The train clattered to a stop, the doors opened and he stood and followed two anorectic heroin addicts onto the platform. They were probably younger than they looked, and they looked about twenty, two pockmarked young men in tight black pants that betrayed the fact that they had sat on the ground at some point, and thin almost-antique jackets of early synthetic materials—one in a silky blue-gray that he remembered seeing on someone when he was a teenager, and the other in a dirty bile-green with a texture almost like foam rubber. He could tell that they were holding, because the shorter of the two kept patting his pocket to reassure himself that he hadn’t dropped the bag or his works. In England they made an effort to keep the poor bastards supplied and off the streets, so he had forgotten about them. But at least these two were holding, so he wouldn’t have to watch his back when he moved out into the darkness. They would be on their way to a peaceful place where they could bring up a vein.
He ascended a set of concrete steps that smelled like a urinal, past old paint that was beginning to peel, taking with it the most recent graffiti and revealing more beneath it. When he reached the street he came around the railing and moved toward the catering shop he remembered.
He had no trouble seeing the store from a distance. It was after one on a Saturday night, and two men in suits were standing on the street like parking attendants. A big gray car pulled up in front, and one of them went to the window to talk to the driver. When the car pulled around the building, Ackerman remembered the loading dock in the back. Even in the old days, the little square of tar had been an unusual extravagance in this part of town, where trucks usually stopped on the street in front of businesses and unloaded onto the sidewalk. By now the Talareses could probably have lived off the rent on that much land. It was a place invisible from the street, where they could park a truck and bring anything in or out of the building. If the police had been both smart and honest for any extended period, they would have given themselves an education by watching that lot.

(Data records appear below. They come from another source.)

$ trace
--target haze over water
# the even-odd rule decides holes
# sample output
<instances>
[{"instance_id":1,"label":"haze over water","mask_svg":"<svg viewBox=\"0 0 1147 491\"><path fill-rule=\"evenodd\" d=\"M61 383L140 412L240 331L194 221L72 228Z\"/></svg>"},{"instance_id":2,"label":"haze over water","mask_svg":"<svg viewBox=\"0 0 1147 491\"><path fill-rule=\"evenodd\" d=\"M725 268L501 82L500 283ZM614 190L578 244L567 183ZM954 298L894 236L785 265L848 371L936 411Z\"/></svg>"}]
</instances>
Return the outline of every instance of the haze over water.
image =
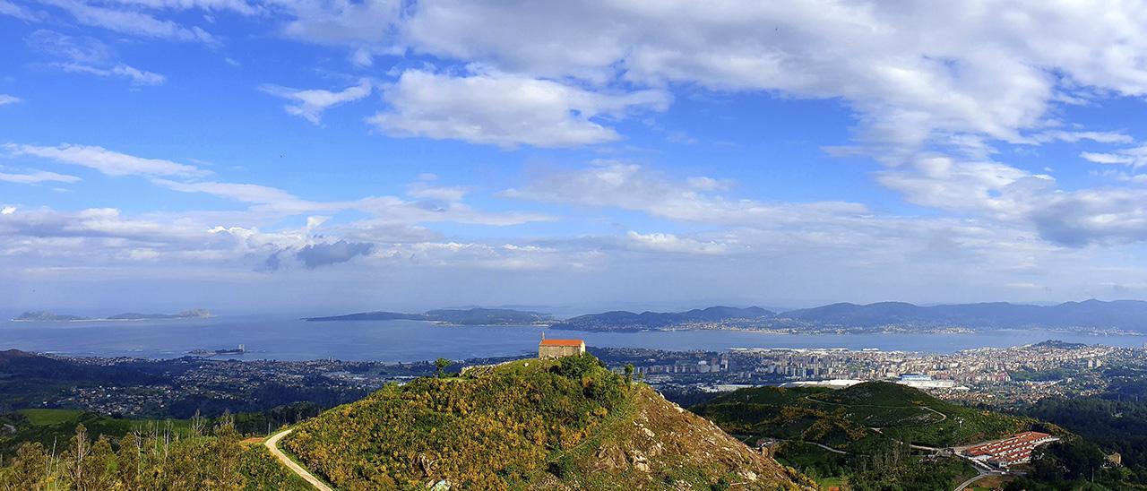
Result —
<instances>
[{"instance_id":1,"label":"haze over water","mask_svg":"<svg viewBox=\"0 0 1147 491\"><path fill-rule=\"evenodd\" d=\"M486 358L531 353L541 332L579 337L593 348L727 350L731 348L876 348L885 351L954 352L1060 340L1142 346L1147 336L994 330L975 334L765 334L736 330L584 333L536 326L439 326L422 321L305 322L268 317L130 322L0 324L0 350L70 356L178 358L196 349L244 344L242 359L419 361L438 357Z\"/></svg>"}]
</instances>

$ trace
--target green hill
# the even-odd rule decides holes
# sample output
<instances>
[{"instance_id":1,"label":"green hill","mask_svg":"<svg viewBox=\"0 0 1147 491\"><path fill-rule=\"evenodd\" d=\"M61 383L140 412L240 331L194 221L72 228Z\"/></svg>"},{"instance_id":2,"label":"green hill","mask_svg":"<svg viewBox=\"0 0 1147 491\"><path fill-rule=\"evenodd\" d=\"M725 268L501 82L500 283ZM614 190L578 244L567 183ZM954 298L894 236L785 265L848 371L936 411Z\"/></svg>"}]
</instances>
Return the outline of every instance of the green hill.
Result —
<instances>
[{"instance_id":1,"label":"green hill","mask_svg":"<svg viewBox=\"0 0 1147 491\"><path fill-rule=\"evenodd\" d=\"M343 490L799 488L592 356L389 385L301 423L284 446Z\"/></svg>"},{"instance_id":2,"label":"green hill","mask_svg":"<svg viewBox=\"0 0 1147 491\"><path fill-rule=\"evenodd\" d=\"M801 439L866 452L887 439L954 446L1023 430L1032 421L937 399L911 387L741 389L693 408L736 435Z\"/></svg>"},{"instance_id":3,"label":"green hill","mask_svg":"<svg viewBox=\"0 0 1147 491\"><path fill-rule=\"evenodd\" d=\"M773 443L778 461L822 477L822 484L846 480L860 490L907 482L913 489L951 489L975 469L957 458L926 458L927 447L993 439L1033 422L888 382L741 389L692 411L746 442Z\"/></svg>"}]
</instances>

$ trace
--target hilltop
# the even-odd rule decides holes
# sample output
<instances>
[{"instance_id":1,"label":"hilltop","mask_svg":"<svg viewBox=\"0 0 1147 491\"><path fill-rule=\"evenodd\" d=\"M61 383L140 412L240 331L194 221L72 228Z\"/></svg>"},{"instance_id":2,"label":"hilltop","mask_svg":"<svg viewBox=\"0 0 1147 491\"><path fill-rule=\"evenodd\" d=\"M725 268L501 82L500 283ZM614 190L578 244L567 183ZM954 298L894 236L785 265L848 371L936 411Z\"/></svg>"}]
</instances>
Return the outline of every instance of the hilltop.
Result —
<instances>
[{"instance_id":1,"label":"hilltop","mask_svg":"<svg viewBox=\"0 0 1147 491\"><path fill-rule=\"evenodd\" d=\"M858 452L890 438L931 447L982 442L1023 430L1032 422L951 404L891 382L865 382L840 390L741 389L693 411L733 434L802 439Z\"/></svg>"},{"instance_id":2,"label":"hilltop","mask_svg":"<svg viewBox=\"0 0 1147 491\"><path fill-rule=\"evenodd\" d=\"M889 382L840 390L741 389L692 411L731 435L771 444L782 463L828 481L846 478L856 489L884 489L882 480L891 480L950 490L976 470L958 458L924 457L931 449L996 439L1038 423Z\"/></svg>"},{"instance_id":3,"label":"hilltop","mask_svg":"<svg viewBox=\"0 0 1147 491\"><path fill-rule=\"evenodd\" d=\"M388 385L284 443L348 490L799 489L795 473L592 356Z\"/></svg>"},{"instance_id":4,"label":"hilltop","mask_svg":"<svg viewBox=\"0 0 1147 491\"><path fill-rule=\"evenodd\" d=\"M512 309L438 309L424 313L359 312L344 315L309 317L312 322L336 322L354 320L426 320L459 326L514 326L547 324L552 317L541 312Z\"/></svg>"}]
</instances>

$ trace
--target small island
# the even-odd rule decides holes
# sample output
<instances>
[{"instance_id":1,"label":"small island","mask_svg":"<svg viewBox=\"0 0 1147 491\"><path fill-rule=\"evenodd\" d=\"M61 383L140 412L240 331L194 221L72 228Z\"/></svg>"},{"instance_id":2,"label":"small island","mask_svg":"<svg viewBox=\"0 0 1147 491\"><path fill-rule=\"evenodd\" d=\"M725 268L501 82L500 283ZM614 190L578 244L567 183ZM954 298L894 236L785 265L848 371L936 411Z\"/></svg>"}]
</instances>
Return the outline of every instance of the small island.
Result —
<instances>
[{"instance_id":1,"label":"small island","mask_svg":"<svg viewBox=\"0 0 1147 491\"><path fill-rule=\"evenodd\" d=\"M450 326L548 326L554 318L541 312L510 309L438 309L423 313L359 312L345 315L309 317L310 322L351 320L424 320Z\"/></svg>"},{"instance_id":2,"label":"small island","mask_svg":"<svg viewBox=\"0 0 1147 491\"><path fill-rule=\"evenodd\" d=\"M179 313L138 313L126 312L103 318L89 318L71 314L58 314L46 311L29 311L17 315L13 322L93 322L93 321L130 321L130 320L167 320L167 319L208 319L214 315L206 309L185 310Z\"/></svg>"}]
</instances>

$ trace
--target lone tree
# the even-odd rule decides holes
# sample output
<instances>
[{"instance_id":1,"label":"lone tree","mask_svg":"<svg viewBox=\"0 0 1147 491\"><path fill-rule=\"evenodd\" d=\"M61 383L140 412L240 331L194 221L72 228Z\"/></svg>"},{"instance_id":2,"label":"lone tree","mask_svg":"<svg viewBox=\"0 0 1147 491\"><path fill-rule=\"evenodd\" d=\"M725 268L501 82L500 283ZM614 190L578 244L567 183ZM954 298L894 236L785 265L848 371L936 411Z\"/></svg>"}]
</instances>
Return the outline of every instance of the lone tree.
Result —
<instances>
[{"instance_id":1,"label":"lone tree","mask_svg":"<svg viewBox=\"0 0 1147 491\"><path fill-rule=\"evenodd\" d=\"M454 363L445 358L438 358L434 361L434 366L438 367L438 379L446 376L446 367L451 365L454 365Z\"/></svg>"}]
</instances>

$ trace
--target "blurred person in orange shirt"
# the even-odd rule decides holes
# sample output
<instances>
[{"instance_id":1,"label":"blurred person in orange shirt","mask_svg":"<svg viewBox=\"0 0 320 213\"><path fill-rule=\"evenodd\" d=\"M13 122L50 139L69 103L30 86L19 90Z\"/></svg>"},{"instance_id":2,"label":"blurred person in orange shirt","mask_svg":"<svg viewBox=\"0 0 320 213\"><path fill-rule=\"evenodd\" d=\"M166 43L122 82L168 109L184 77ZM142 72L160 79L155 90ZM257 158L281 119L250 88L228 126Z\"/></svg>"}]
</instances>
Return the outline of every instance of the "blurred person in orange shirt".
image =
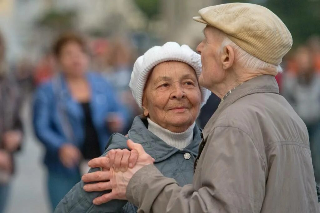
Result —
<instances>
[{"instance_id":1,"label":"blurred person in orange shirt","mask_svg":"<svg viewBox=\"0 0 320 213\"><path fill-rule=\"evenodd\" d=\"M302 119L309 133L316 181L320 182L320 74L313 63L308 47L296 51L296 70L284 74L283 95ZM294 67L294 66L292 67Z\"/></svg>"},{"instance_id":2,"label":"blurred person in orange shirt","mask_svg":"<svg viewBox=\"0 0 320 213\"><path fill-rule=\"evenodd\" d=\"M313 56L315 68L318 72L320 72L320 36L311 36L308 43Z\"/></svg>"},{"instance_id":3,"label":"blurred person in orange shirt","mask_svg":"<svg viewBox=\"0 0 320 213\"><path fill-rule=\"evenodd\" d=\"M4 211L9 195L14 171L13 154L20 149L22 139L21 97L14 78L8 72L5 50L0 35L0 213Z\"/></svg>"},{"instance_id":4,"label":"blurred person in orange shirt","mask_svg":"<svg viewBox=\"0 0 320 213\"><path fill-rule=\"evenodd\" d=\"M36 85L49 80L54 74L54 58L50 52L46 53L36 68L34 80Z\"/></svg>"}]
</instances>

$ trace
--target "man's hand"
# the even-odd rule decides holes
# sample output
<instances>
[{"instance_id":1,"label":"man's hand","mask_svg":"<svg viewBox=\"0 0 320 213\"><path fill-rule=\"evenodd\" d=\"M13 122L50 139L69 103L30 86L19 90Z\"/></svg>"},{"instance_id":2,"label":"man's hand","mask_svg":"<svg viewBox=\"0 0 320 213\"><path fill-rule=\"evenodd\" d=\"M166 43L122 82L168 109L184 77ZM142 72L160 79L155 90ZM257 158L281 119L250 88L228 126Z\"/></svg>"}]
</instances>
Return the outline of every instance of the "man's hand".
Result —
<instances>
[{"instance_id":1,"label":"man's hand","mask_svg":"<svg viewBox=\"0 0 320 213\"><path fill-rule=\"evenodd\" d=\"M9 171L12 169L12 162L10 154L0 149L0 170Z\"/></svg>"},{"instance_id":2,"label":"man's hand","mask_svg":"<svg viewBox=\"0 0 320 213\"><path fill-rule=\"evenodd\" d=\"M22 140L22 133L19 130L6 132L3 135L4 149L10 152L18 149Z\"/></svg>"},{"instance_id":3,"label":"man's hand","mask_svg":"<svg viewBox=\"0 0 320 213\"><path fill-rule=\"evenodd\" d=\"M59 157L63 165L72 168L77 165L81 158L80 151L71 144L66 144L59 150Z\"/></svg>"},{"instance_id":4,"label":"man's hand","mask_svg":"<svg viewBox=\"0 0 320 213\"><path fill-rule=\"evenodd\" d=\"M124 127L124 122L123 119L116 113L109 113L106 122L108 127L113 132L121 132Z\"/></svg>"},{"instance_id":5,"label":"man's hand","mask_svg":"<svg viewBox=\"0 0 320 213\"><path fill-rule=\"evenodd\" d=\"M98 158L101 159L96 158L89 162L88 165L90 167L104 167L104 169L106 170L100 172L99 171L90 174L85 175L82 178L84 182L96 181L97 179L99 179L102 181L105 181L107 180L108 178L110 179L110 181L93 184L87 184L84 187L84 189L88 192L103 191L108 189L112 190L111 193L105 194L95 198L93 201L94 204L100 205L115 199L126 200L125 193L127 186L133 175L138 170L145 166L153 163L154 159L145 152L140 144L134 143L131 140L128 140L127 143L128 146L132 150L130 152L131 153L133 151L133 153L134 153L135 151L136 151L138 154L136 163L133 168L131 168L131 167L129 165L131 155L128 157L129 153L125 150L115 150L114 153L113 151L112 153L112 154L111 155L111 158L113 158L114 160L110 160L109 158L110 155L109 155L108 157ZM133 150L135 151L133 151ZM108 152L108 155L109 152L110 151ZM134 157L134 154L133 154L133 157L132 159L133 160L135 157ZM124 158L123 158L124 155L126 156ZM123 159L125 160L122 161ZM132 159L132 161L133 160ZM112 163L112 165L111 166L110 162ZM132 167L134 163L132 161L131 162L132 164L130 165ZM124 169L127 168L127 169L125 172L120 171L116 172L115 167L116 168L119 169L119 170L121 168L123 171L124 170ZM108 169L109 169L108 172ZM96 173L96 174L95 175L91 174ZM89 176L90 174L90 175ZM94 184L96 185L94 185ZM88 185L89 186L86 186Z\"/></svg>"}]
</instances>

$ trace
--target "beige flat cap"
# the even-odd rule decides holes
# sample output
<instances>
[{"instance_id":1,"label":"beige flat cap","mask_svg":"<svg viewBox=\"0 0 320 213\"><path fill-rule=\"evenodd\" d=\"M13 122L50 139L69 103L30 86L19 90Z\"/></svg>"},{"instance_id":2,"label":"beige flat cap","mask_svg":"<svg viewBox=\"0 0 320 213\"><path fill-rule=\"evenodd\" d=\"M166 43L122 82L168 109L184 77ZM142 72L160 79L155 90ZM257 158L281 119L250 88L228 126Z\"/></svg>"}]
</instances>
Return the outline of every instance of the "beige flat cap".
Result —
<instances>
[{"instance_id":1,"label":"beige flat cap","mask_svg":"<svg viewBox=\"0 0 320 213\"><path fill-rule=\"evenodd\" d=\"M292 46L292 37L282 21L260 5L232 3L211 6L194 17L199 22L224 32L246 51L268 63L277 65Z\"/></svg>"}]
</instances>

He walked up the street opposite the store, holding it in his peripheral vision. There was more to it now. There was a restaurant on one side with lights on but drawn curtains, and a big
CLOSED
sign in the window. The store that he remembered was dark. As he walked, the street began to take on an unreal quality, as though it were part of an old, familiar dream, the changes that time had made in it no more important than the little alterations his mind made when he invoked a landscape to contain his explorations in a dream. Once again he was walking alone on a dark street, clearing his mind and relaxing his muscles for the moment when he would need to decide and act faster than others could. This life should have been over long ago.
Disconnected bits of memory began to merge as he walked. Eddie Mastrewski must have been about forty on the winter day in Cleveland when they had sat in the car and watched the man walking through the snow toward the parking lot, and had both realized that if Eddie used his gun someone would hear. Eddie had leaned down to zip up his rubber boots over the cuffs of his pants, whispering “Aw shit, Aw shit” to himself more than to the boy. Then he had said, “It has to be now. Tomorrow he’ll know, and then nobody will ever get near him.” So Eddie chased the man down and killed him quietly with a tire chain. He came back red, sweating and gasping for breath, his eyes bulging as he started the car. “I’m too old for this,” he had said. The boy had said nothing. Eddie hadn’t been entirely serious, but from the boy’s position in the front seat next to him, watching his big chest heaving under the heavy overcoat, and the bloated cheeks inflating as he blew out air, it had seemed true. Eddie had lasted a long time in the trade, and by now he had come to understand what that meant. Nobody could go on for thirty years now. It had been a generation that had something more than strength and stamina. They had some kind of animal stupidity, something that made them unaware of the pointlessness of going on. Some of the men who had dialed the telephones in the early 1950s and heard Eddie’s cheerful, resonant baritone sing “Eddie the Butcher” over the wire were still at it: wizened, desiccated old skeletons, still studying the changing configurations of people and money to discern a pattern that would give them another way to steal. Eddie, younger than they were, was long dead.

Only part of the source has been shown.